A peremptory challenge violates Penal Code section 231.7 when a facially neutral reason to remove a juror is based on a presumptively invalid reason, absent certain permitted reasons and findings by the trial court. Appellant was charged with residential burglary. During voir dire, the prosecutor used a peremptory challenge to dismiss T.N., who had a Spanish surname, because of her “lack of life experience,” reasoning that T.N. was young, had worked at Taco Bell, was not currently employed, and seemed reluctant, timid, and malleable. The defense objected, arguing that the reasons were invalid under section 231.7. The trial court denied appellant’s objection.
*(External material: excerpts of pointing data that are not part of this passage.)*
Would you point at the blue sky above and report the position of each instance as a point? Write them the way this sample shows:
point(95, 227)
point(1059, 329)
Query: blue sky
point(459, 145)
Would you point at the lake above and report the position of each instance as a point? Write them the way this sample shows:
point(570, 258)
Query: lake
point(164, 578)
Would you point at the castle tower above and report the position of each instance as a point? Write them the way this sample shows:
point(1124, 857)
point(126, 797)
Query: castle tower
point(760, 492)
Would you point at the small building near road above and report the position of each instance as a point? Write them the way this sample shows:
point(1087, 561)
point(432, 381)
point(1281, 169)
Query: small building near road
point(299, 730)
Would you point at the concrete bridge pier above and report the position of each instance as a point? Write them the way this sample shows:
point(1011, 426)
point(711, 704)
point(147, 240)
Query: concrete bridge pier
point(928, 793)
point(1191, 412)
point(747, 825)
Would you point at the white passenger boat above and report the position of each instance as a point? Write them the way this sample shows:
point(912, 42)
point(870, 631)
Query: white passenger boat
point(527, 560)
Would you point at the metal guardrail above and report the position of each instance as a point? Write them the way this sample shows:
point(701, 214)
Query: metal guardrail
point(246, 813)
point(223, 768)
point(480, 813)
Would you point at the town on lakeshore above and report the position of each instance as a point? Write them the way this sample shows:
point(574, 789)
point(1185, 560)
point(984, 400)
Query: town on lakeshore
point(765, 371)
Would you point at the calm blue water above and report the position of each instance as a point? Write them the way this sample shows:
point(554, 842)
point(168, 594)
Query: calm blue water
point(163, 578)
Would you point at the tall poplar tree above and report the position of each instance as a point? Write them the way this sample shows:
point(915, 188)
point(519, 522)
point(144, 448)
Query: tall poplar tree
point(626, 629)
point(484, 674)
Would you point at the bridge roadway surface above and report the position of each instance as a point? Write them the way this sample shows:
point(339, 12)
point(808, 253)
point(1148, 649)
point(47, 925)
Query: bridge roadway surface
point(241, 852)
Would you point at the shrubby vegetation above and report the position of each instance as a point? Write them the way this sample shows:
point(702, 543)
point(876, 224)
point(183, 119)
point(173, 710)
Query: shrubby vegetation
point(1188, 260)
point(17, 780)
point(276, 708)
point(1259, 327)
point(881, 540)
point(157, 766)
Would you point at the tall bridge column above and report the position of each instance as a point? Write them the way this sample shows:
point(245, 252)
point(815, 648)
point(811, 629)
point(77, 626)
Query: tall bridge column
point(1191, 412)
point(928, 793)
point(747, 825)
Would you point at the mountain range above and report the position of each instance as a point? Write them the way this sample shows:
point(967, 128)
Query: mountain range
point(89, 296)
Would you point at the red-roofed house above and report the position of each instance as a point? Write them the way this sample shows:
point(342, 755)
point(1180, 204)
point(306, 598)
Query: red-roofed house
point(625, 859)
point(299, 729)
Appellant was convicted and appealed. Held: Reversed. Under section 231.7, presumptively invalid reasons for a peremptory challenge include the prospective juror’s “[l]ack of employment or underemployment,” and also include certain demeanor-based reasons, unless the demeanor is independently confirmed by the trial court and “matters to the case to be tried.” (§ 231.7(g)(2), (e)(11).) To allow a party to bury presumptively invalid reasons under an overarching facially neutral reason, such as “lack of life experience,” would render section 231.7 ineffective. Additionally, the prosecutor failed to show that the invalid reasons were unrelated to T.N.’s perceived ethnicity and the trial court failed to independently confirm the demeanor-based reasons. Under section 231.7, the error shall be deemed prejudicial, the judgment shall be reversed, and the case remanded for a new trial.

Dissent. Justice Gilbert would have held that the trial court necessarily concluded the prosecutor was not using the “lack of life experience” to conceal a presumptively invalid reason when it held that the peremptory challenge was not based on T.N.’s socio-economic status.